Suche nach dem richtigen Weg
Die 5. IV-Revision hat sich unter anderem zum Ziel gesetzt, mehr Menschen wieder in den Arbeitsmarkt zu integrieren.
Ein Mensch, nennen wir ihn Hans Meier, arbeitet als Sachbearbeiter in einem KMU. Als der Betrieb in eine Krise rutscht, häufen sich seine Absenzen. Einmal setzen ihn Rückenschmerzen ausser Gefecht, dann muss er wegen eines Burn-Outs einen Kuraufenthalt absolvieren, danach schreibt ihn der Arzt wegen einer Depression krank. Als im Betrieb schliesslich Stellen abgebaut werden, muss Meier, der zu jenem Zeitpunkt gerade einmal nicht krank geschrieben ist, als erster gehen.
Er meldet sich beim RAV an und liefert pflichtschuldig, aber ohne Motivation seine zehn Bewerbungsbemühungen pro Monat ab, denn er weiss, dass seine Qualifikationen auf dem Arbeitsmarkt nicht gerade gefragt sind. Er besucht den einen oder anderen Weiterbildungskurs, nimmt an einem Beschäftigungsprogramm teil – und ist nach Ablauf der 400 Wochentage, in denen er Taggelder erhält, immer noch arbeitslos. Physisch wie psychisch baut er auch in dieser Zeit massiv ab.
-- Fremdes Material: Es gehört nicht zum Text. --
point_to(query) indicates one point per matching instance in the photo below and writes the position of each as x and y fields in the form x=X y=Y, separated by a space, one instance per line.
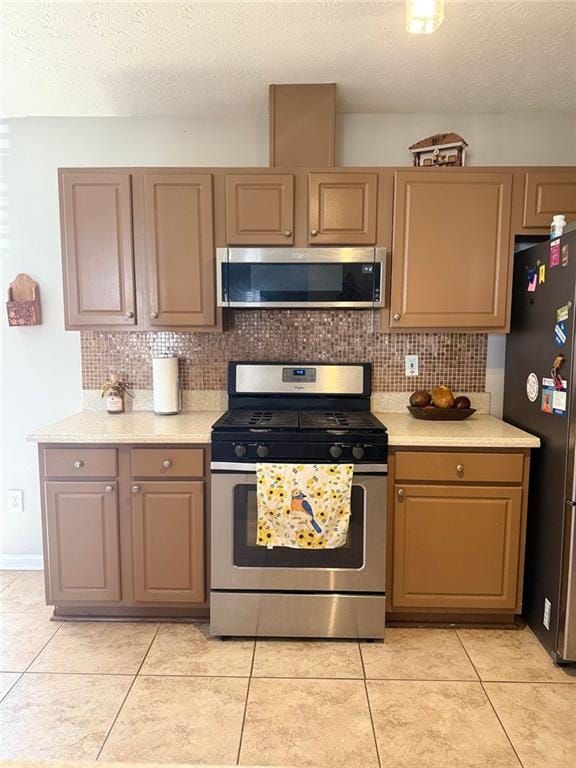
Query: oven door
x=276 y=277
x=239 y=563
Danach reichen die Ersparnisse noch ein Jahr, bevor er den Gang aufs Sozialamt nicht mehr abwenden kann. Der zuständige So-zialarbeiter schickt ihn erneut in Beschäftigungsprogramme, um seine Arbeitsmarktfähigkeit zu erhöhen, doch der gewünschte Erfolg bleibt aus. Meiers Gesundheitszustand verschlechtert sich in all dieser Zeit zusehends, und irgendwann fordert ihn der Sozialarbeiter auf, sich bei der IV anzumelden.
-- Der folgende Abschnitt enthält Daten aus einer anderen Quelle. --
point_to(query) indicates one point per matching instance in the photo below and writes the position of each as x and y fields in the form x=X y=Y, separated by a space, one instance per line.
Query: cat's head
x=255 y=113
Diese lässt Meier nach einer Wartefrist abklären und kommt zum wenig überraschenden Schluss, dass Meiers Verfassung ursächlich mit seiner Situation zusammenhänge. Was er brauche, sei deshalb keine Rente, sondern berufliche Massnahmen, die ihm den Weg zurück ins Erwerbsleben ebnen. Über fünf Jahre nach den ersten Krankheitssymptomen steht Hans Meier wieder ganz am Anfang.
VORPROGRAMMIERT
Hans Meier gibt es nicht. Nicht erfunden hingegen ist der Gang durch die Institutionen. Wenn sich alle involvierten Amtsstellen und Versicherungen streng an den Buchstaben des Gesetzes halten, dann kann dieser Abstieg in Raten im Gegenteil im schlimmsten Fall genau so vor sich gehen. In den Aktenschränken der IV und der Sozialbehörden stapeln sich heute ähnlich gelagerte Fälle.
Das ist weniger die Schuld der Institutionen, sondern der Gesetze, die jedem einzelnen Sozialwerk bestimmte Aufgaben zuweisen. Das RAV hat keine Berechtigung, gesundheitliche Abklärungen anzuordnen, die Sozialämter kommen als subsidiäre Behörde gemäss Auftrag erst dann zum Zug, wenn alle anderen Möglichkeiten ausgeschöpft sind, und die IV wird erst eingeschaltet, wenn sich jemand von sich aus anmeldet – sei es aus freien Stücken oder auf Weisung des Sozialamtes. Das ganze System ist geradezu darauf ausgelegt, schwer vermittelbare, gesundheitlich angeschlagene Menschen aufs Abstellgleis zu schieben. Die Folgen: Die Zahl der Fürsorgeabhängigen steigt abgesehen von konjunkturellen Schwankungen seit Jahren konstant an, und bei der IV sind es vor allem psychische Leiden, welche für den rasanten Anstieg der Rentenanträge in den vergangenen 15 Jahren gesorgt haben. Wer heute nicht voll leistungsfähig ist, hat es immer schwerer, im Arbeitsmarkt eine Nische zu finden.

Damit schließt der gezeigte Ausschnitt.